Mission Paulme-Lifchitz
Les méthodes d’enquête, de collecte et de notation
Aussi critiques que Denise Paulme et Deborah Lifchitz aient été à l’encontre de Marcel Griaule, elles ont repris à leur compte certaines des conceptions et méthodes qu’il avait exprimées et mises en oeuvre au cours des missions Dakar-Djibouti et Sahara-Soudan. Après avoir choisi la plupart de leurs informateurs parmi ceux de Marcel Griaule, elles ont ainsi en grande partie adopté le mode de relation qu’il entretenait avec eux. Comme lui, elles ont en effet pleinement assumé la position d’autorité dans laquelle le contexte colonial les plaçait, et l’ont plus particulièrement investie lors de leurs « tournées » dans les villages voisins de Sanga. Au cours de ces tournées, elles mènent des enquêtes au déroulement parfois pénible, dont elles tentent de restituer l’atmosphère conflictuelle à travers des fiches significativement intitulées « procès-verbal ». Ces excursions leur ont par ailleurs permis de collecter la plupart des cent quatre-vingts objets qu’elles ont rapportés au Musée d’ethnographie du Trocadéro : des objets tantôt achetés, tantôt dérobés et tantôt reçus en guise d’ « amendes », comme en réparation du silence ou des « mensonges » de leurs informateurs.
Deborah Lifchitz et Denise Paulme réalisent néanmoins une mission beaucoup plus longue que celle de Marcel Griaule et de son équipe.
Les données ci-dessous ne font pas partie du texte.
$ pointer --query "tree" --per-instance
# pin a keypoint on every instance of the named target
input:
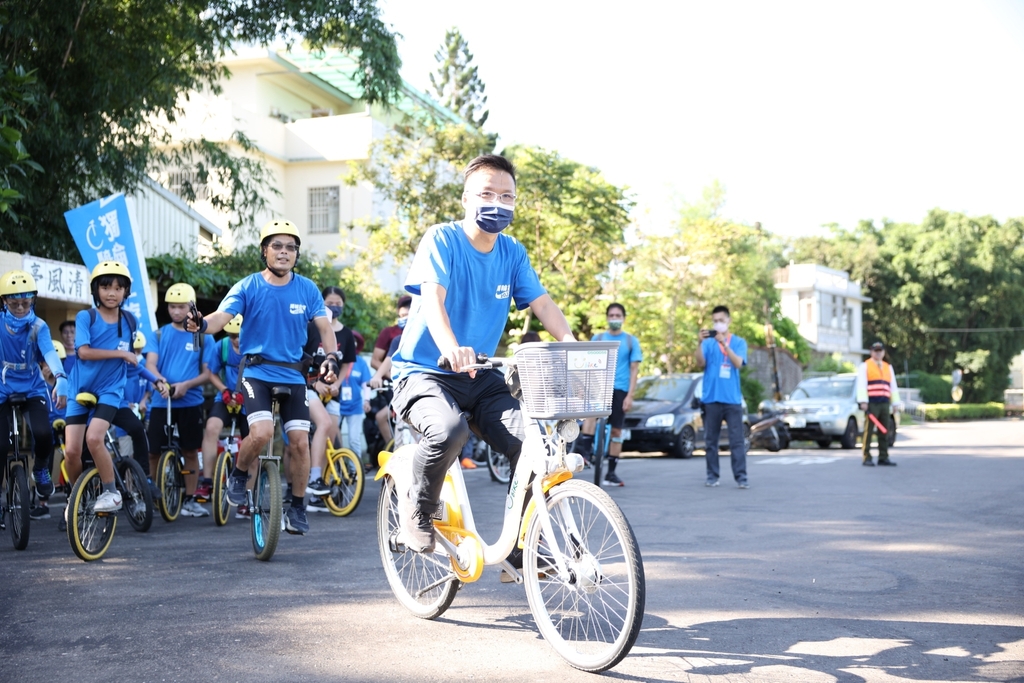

Or, rester sept mois de plus à Sanga leur donne la possibilité de nouer de véritables liens avec la population. À mesure que le temps passe, les deux ethnologues ne se soucient plus autant d’accumuler des objets et des informations ou de découvrir de nouveaux secrets, mais profitent simplement de la compagnie de ceux dont elles sont devenues très proches. À cet égard, la mission Paulme-Lifchitz marque pleinement le passage d’une enquête extensive, comme le fut encore celle menée par les membres de la mission Sahara-Soudan, à une enquête intensive, d’immersion et de longue durée.